Just a few days ago there was an esoteric exchange between Giorgio Agamben and Alberto Moreiras on the difficulty of the ‘other beginning’ and the ‘via di uscita’, a propos of a recent meeting on desecularization and theology that took place in Granada, Spain. The notion has been in the air for some time now, since two years ago this was the central problem in a 2024 meeting in Berlin. That the exchange was esoteric is not in question, since it presupposes undertaking the conditions of the conversation and papers of the meeting as well as multiple books from both Moreiras and Agamben, and I do not think that the nuances have been taken into consideration. But it must be noted that there is an exoteric dimension to the contention as well: Giorgio Agamben has favored the ‘via di usicita’ in different figures (mainly Pulcinella, Pinocchio, Hölderlin; and we know that Agamben’s overbeckian urgeschichte is a clear cut rejection of an epochal beginning); and, from his end, Alberto Moreiras has also thematized the other beginning of thought and aleotropic excess in his most recent Tiempo Roto (2025), which cuts through Heidegger’s thought, and thus not limited to what is understood as heideggerianism. I want to reject the idea that these two notions – ‘via di uscita and other beginning – are just two forking paths in postheideggerianism, as complicated as it is to go beyond Heidegger’s end of Western metaphysics. And I think – and in fact I am convinced- that both Agamben and Moreiras are soliciting something that radically escapes Heidegger’s thought even when it emanates from it; a bit like what Derrida says that the chôra escapes the categorial order of Plato even though it emerges from the Timeus.
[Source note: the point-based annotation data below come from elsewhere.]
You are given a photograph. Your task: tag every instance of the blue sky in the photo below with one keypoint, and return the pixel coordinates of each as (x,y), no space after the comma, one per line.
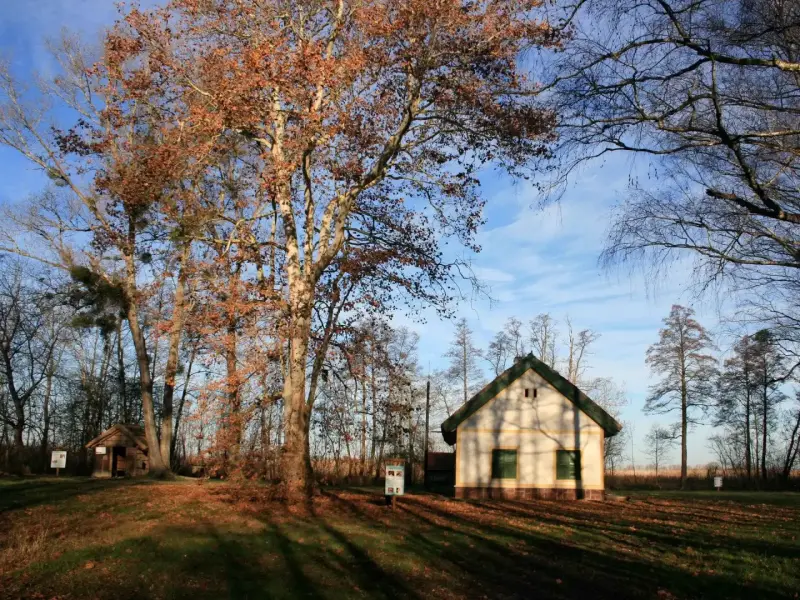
(534,260)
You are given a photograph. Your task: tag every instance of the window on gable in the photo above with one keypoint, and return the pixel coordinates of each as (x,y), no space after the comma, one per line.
(504,464)
(568,464)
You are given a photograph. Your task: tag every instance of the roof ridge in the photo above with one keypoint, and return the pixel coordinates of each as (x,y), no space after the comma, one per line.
(563,385)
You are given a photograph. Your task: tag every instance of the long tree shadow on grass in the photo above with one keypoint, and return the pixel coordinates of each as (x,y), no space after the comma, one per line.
(504,561)
(703,531)
(28,492)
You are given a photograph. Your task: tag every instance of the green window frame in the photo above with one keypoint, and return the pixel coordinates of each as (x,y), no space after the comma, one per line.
(568,465)
(504,464)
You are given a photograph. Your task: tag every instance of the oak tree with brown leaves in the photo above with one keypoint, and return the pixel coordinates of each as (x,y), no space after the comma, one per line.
(365,124)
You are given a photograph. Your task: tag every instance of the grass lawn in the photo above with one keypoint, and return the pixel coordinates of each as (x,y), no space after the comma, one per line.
(77,538)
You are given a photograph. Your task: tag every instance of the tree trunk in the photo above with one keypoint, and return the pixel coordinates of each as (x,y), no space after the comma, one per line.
(296,459)
(466,387)
(157,466)
(364,424)
(123,395)
(172,359)
(764,432)
(182,403)
(46,415)
(748,458)
(684,426)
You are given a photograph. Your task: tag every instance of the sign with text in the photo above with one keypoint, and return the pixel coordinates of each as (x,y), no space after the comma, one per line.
(395,479)
(58,460)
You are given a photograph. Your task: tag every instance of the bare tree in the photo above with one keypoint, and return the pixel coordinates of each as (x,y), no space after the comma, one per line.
(736,396)
(27,347)
(706,93)
(578,349)
(688,372)
(791,439)
(464,355)
(612,397)
(544,338)
(658,443)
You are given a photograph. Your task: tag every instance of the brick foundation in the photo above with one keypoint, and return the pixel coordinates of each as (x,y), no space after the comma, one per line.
(474,493)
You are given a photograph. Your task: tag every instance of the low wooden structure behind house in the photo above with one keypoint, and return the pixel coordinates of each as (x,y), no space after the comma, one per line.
(121,450)
(530,433)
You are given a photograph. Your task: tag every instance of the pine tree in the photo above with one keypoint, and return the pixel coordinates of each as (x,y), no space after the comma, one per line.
(688,372)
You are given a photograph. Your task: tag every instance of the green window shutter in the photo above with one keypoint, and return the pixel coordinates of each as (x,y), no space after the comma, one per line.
(504,464)
(568,464)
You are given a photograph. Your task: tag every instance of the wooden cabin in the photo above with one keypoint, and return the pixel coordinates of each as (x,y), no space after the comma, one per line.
(120,451)
(530,433)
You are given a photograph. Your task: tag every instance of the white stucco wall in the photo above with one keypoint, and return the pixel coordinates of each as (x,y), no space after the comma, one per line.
(536,427)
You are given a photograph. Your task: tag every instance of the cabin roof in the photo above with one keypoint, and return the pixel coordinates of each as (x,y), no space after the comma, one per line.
(568,389)
(134,433)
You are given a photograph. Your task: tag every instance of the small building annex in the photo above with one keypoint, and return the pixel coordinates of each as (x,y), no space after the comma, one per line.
(121,450)
(530,433)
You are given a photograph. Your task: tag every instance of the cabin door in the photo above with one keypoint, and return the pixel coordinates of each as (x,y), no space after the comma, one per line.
(118,461)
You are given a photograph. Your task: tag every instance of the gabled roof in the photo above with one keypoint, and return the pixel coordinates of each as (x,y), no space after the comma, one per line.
(568,389)
(134,433)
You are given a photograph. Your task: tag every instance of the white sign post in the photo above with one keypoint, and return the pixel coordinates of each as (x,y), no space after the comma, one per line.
(395,479)
(58,460)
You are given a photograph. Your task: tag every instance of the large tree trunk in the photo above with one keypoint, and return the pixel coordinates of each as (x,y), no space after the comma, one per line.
(684,427)
(123,394)
(182,403)
(157,466)
(748,458)
(764,426)
(172,359)
(364,424)
(296,459)
(46,415)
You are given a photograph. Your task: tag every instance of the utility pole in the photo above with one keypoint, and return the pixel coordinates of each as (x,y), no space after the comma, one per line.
(427,420)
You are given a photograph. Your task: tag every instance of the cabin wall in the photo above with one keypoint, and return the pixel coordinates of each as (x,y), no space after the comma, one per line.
(536,426)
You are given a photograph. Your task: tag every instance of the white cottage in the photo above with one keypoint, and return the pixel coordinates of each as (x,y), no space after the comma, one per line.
(530,433)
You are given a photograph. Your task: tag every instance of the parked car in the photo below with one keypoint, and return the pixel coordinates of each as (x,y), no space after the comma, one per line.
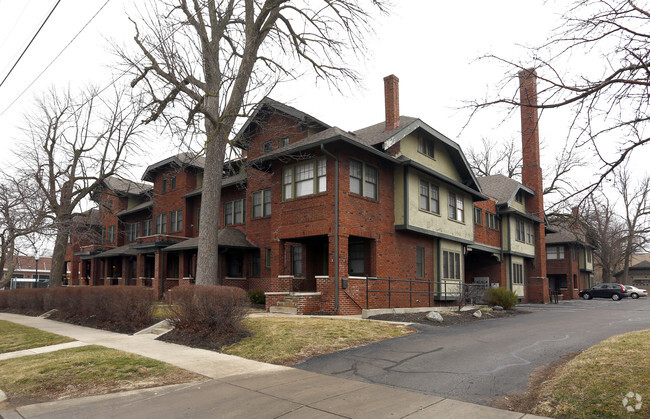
(613,291)
(635,292)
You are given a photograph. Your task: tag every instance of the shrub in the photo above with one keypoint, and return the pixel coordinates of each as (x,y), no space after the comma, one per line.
(501,297)
(117,308)
(257,296)
(209,315)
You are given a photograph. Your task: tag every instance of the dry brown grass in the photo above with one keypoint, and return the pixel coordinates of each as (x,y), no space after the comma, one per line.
(288,340)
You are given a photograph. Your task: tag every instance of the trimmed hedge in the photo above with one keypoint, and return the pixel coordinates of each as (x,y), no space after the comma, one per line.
(209,314)
(501,297)
(118,308)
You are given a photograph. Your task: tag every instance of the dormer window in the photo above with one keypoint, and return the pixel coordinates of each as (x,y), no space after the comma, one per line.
(520,196)
(425,146)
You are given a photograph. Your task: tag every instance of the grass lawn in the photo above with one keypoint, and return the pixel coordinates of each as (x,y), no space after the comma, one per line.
(594,383)
(83,371)
(286,341)
(17,338)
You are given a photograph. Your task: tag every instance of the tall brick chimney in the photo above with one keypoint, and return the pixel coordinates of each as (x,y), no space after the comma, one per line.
(391,99)
(531,176)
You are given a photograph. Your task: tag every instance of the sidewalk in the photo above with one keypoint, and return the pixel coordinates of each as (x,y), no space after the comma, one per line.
(237,388)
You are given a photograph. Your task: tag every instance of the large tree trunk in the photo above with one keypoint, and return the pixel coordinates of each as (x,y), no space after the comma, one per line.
(58,257)
(207,270)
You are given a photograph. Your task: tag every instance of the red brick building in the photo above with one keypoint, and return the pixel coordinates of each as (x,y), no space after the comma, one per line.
(569,257)
(320,218)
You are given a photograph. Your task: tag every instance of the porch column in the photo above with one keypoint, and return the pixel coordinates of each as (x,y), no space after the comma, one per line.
(159,273)
(140,262)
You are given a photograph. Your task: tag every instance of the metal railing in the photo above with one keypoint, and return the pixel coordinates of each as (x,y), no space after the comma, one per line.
(426,292)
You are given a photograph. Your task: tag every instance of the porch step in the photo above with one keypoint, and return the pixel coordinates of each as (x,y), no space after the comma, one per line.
(283,309)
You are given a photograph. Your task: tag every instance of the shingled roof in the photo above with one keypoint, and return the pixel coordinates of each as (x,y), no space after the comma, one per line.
(501,188)
(180,160)
(125,186)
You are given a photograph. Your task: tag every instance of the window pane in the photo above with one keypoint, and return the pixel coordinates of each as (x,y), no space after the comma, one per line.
(288,179)
(257,204)
(371,183)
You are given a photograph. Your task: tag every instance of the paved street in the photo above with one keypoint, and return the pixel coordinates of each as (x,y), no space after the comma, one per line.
(484,360)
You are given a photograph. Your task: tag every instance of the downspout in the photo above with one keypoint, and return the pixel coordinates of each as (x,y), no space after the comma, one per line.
(336,226)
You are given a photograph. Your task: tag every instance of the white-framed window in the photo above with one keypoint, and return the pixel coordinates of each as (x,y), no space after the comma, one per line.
(161,223)
(425,146)
(555,252)
(520,231)
(364,179)
(146,228)
(419,262)
(233,212)
(456,207)
(132,231)
(111,234)
(530,233)
(262,203)
(451,266)
(356,259)
(304,179)
(491,220)
(517,274)
(296,260)
(176,221)
(478,216)
(429,197)
(519,197)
There is no doubt that at stake is a breakthrough in thought. Of course, stating this puts a finger into something fundamental; but, alas, the devil is always in the details. I am in no position to unravel the implications of the two options – new beginning and via of exodus – and to that extent I am still taken by Moreiras’ interpellation in the first day of the meeting about my own position regarding the new beginning, which I am in no way read to respond. Of course, Nicolas Poussin comes to mind (I cite from memory his epistolary words to Chantelou): “I am in the profession of mute things”. A claim of silence that in no way refrains from language and writing. Yes, I am no painter, although I am interested in painting and what painting can offer and donate to thought and philosophy. And we live in an epoch at the end of painting, and yet painting outlives everything as in a metaphysical remnant, as Kurt Badt reminds us in his great work on Cézanne.
Giorgio Agamben notes in his little Il tempo del pensiero (2023) how Heideger declared his Le Thor seminared that he always thought that Cézanne was the other figure of the tradition that resembled his own path. It is a curious analogy to a painter and the painterly praxis in the age of technological subsumption. Or perhaps I am reading too much into it, since I am working on a small book on the communication between painting and thought, and I want to understand what painting has to offer.
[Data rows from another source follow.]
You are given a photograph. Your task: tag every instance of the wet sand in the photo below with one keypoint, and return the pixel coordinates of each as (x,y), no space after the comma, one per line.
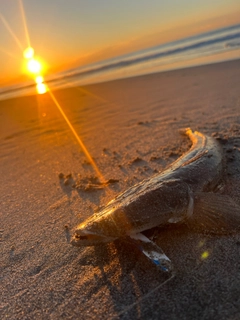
(130,128)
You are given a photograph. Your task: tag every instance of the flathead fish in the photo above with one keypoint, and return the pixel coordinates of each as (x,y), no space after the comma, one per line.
(184,192)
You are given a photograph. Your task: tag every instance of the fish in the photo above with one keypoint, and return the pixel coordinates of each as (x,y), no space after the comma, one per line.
(185,192)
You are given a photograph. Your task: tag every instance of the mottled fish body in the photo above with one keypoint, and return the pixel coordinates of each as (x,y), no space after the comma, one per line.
(175,195)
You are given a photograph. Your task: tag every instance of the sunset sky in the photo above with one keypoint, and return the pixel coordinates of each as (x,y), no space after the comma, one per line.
(68,33)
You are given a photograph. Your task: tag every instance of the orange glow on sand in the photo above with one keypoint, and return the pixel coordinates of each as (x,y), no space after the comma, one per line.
(87,154)
(41,88)
(39,79)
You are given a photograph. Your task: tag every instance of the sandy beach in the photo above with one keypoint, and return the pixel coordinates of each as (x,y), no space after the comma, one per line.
(131,129)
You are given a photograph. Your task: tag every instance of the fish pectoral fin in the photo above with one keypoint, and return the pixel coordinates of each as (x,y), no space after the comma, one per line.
(152,251)
(214,213)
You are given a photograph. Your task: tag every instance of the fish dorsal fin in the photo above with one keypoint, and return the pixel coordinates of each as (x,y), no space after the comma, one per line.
(214,213)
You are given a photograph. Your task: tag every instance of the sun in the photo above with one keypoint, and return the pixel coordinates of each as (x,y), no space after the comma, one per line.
(34,66)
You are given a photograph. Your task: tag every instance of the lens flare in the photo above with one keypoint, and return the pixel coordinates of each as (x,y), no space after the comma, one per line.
(28,53)
(41,88)
(34,66)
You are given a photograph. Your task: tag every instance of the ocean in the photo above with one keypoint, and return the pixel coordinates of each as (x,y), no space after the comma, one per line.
(210,47)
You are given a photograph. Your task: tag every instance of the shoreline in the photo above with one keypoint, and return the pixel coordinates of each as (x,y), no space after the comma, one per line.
(26,88)
(130,128)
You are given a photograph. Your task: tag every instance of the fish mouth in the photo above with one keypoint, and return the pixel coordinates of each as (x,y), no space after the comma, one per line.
(83,238)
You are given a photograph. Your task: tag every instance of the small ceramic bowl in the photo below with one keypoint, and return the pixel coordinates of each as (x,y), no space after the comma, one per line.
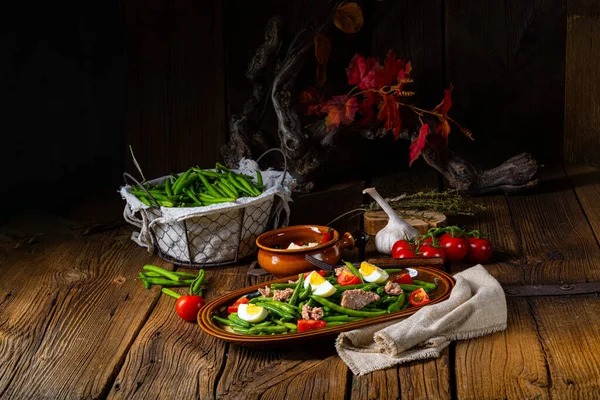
(274,257)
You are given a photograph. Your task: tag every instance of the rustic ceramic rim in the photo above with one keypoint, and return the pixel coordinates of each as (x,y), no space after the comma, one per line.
(321,228)
(210,327)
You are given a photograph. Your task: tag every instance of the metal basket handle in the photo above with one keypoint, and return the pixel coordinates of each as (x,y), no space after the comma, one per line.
(284,161)
(127,176)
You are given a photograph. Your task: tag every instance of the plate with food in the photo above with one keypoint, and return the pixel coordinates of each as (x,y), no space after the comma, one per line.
(319,303)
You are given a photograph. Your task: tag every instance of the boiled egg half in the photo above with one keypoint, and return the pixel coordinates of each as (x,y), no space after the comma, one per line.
(372,273)
(320,286)
(252,312)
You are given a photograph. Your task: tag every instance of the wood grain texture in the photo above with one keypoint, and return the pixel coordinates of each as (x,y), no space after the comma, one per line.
(302,373)
(418,380)
(586,181)
(558,244)
(69,311)
(504,365)
(172,358)
(574,360)
(506,61)
(176,87)
(582,83)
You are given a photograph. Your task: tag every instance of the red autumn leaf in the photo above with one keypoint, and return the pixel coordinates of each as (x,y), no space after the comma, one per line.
(390,113)
(340,110)
(312,101)
(419,144)
(363,72)
(348,18)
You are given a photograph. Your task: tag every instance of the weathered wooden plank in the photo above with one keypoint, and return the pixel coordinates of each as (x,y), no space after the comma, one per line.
(428,379)
(582,83)
(586,181)
(569,331)
(172,358)
(176,85)
(504,365)
(558,245)
(506,61)
(69,311)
As a preliminary response to the difficulty that emerged in the ‘new beginning’, I am left wondering if the threshold is an intermediary space to arrest the jump beyond nihilism, which is ultimately what is at stake. This has been my way- I am all for changing that – of reading Agamben’s work: to remain at the threshold in order not to force the overcoming of nihilism, even if that anti-nihilism takes the force of antiphilosophy or thought of the unthinkable (Moreiras). Can thought breathe from the rest and imperturable dwelling in the threshold, if understood as mediated by the hand and the eye at a distance? This is for me the problem of painting as the last activity at the end of metaphysics. A duration that escapes the regime of the ontic but that does not dare to point to transcendence nor does it accept the inevitability of anthropological struggle. Yet, duration is the condition of breathing in a landscape: if we face it, is there even the need to begin or retreat?